1、生前贈与加算制度の概要 相続又は遺贈によって財産を取得した人が、その相続の開始前3年以内にその相続に係る被相続人から贈与により財産を
取得したことがある場合には、その取得した財産(非課税財産を除く。)の価額(贈与を受けた時における価額)を相続税の課税価格に加算した価額を課税価格とみなしてその者の算出相続税額を計算し、その贈与によりすでに課された贈与税額があるとは、その算出相続税額から贈与税額を控除することとされているものです(相法19①)。
なお、相続又は遺贈により財産を取得した者が相続開始の年中において被相続人から贈与を受けた財産の価額で、相続税の課税価格に加算したものは、贈与税では、課税価格に算入されず、非課税となります(相法21の2④)。

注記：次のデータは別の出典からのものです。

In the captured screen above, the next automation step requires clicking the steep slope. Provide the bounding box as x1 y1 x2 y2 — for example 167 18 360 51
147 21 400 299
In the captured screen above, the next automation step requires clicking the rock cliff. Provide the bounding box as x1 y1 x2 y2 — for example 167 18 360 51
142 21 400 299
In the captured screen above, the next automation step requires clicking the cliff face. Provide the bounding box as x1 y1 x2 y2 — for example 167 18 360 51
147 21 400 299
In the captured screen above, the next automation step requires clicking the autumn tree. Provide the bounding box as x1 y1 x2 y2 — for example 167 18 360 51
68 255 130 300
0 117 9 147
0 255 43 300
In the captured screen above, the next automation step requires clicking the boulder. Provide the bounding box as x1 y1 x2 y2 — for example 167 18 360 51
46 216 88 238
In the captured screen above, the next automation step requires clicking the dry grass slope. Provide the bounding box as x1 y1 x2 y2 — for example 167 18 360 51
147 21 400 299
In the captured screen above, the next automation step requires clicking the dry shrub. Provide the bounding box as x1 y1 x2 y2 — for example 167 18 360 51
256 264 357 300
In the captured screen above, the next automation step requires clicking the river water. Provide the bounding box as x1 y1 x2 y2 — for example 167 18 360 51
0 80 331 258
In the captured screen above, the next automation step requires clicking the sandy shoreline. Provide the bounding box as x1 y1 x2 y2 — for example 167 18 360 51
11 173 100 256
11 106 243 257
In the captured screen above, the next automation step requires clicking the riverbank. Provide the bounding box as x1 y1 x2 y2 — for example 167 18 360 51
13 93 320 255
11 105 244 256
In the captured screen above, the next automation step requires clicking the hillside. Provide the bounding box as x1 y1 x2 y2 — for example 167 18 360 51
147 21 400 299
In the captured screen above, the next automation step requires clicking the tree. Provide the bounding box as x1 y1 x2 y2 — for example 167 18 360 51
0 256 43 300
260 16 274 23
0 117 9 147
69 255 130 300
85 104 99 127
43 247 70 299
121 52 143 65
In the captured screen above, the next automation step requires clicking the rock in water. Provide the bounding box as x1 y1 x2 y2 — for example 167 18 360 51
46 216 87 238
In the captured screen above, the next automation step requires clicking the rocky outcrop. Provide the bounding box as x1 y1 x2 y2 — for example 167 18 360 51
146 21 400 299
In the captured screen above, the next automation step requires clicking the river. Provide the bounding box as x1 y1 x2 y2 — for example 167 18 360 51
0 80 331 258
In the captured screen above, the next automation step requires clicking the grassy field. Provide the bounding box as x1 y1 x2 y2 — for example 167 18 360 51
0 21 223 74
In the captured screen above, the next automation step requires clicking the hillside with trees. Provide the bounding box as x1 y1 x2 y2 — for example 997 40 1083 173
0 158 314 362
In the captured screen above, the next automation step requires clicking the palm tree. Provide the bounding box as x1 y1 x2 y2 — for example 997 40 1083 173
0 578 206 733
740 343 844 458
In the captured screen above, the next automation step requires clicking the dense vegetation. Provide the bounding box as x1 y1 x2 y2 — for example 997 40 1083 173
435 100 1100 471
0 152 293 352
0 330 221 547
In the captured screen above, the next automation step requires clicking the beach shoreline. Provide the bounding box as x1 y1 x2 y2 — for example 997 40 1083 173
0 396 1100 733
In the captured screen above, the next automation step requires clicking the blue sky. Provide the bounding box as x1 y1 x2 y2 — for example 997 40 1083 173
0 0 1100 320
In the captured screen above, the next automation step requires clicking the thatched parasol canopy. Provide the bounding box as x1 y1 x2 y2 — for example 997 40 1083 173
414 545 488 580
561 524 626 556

これは、被相続人が相続開始間際に行った贈与には、ある程度死後のことを考慮して財産を分割し、相続税の負担の軽減を図ることを目的として行われたものもあると考えられることから、相続又は遺贈によって財産を取得した人がその相続の開始前3年以内に贈与を受けたものをその人の相続税の課税価格に加算することにしているものです。
2、事例 (1)長男は、平成27年9月15日に甲から、現金1,000万円の贈与を受けた。
(2)甲は、その後平成27年10月10日に死亡した。
(3)長男は、被相続人甲の相続について、相続の放棄をし、所定の手続きを行った。
(4)長男は、生命保険金等のみなし相続財産の取得もない。
3、生前贈与加算等の取扱い (1)生前贈与加算について
この規定の適用を受ける者は、被相続人甲から相続又は遺贈により財産を取得した者ですが、長男は、相続を放棄したことにより、被相続人甲から相続又は遺贈により財産を取得していないことから、当該規定の適用を受けることはありません。
そのため、長男が被相続人甲から贈与を受けた1,000万円については、被相続人甲の相続財産に含める必要はないことになります。
(2)贈与税の課税について
(1)で記載したように、長男が贈与を受けた1,000万円については、被相続人甲の相続財産として相続税が課税されることはありません。
ただし、贈与を受けた長男の贈与税が非課税とされるのは、相続又は遺贈により財産を取得した場合に限られるため、相続を放棄したことにより相続又は遺贈により財産を取得していないことから、長男が贈与を受けた1,000万円については、贈与税が課税されることとなります。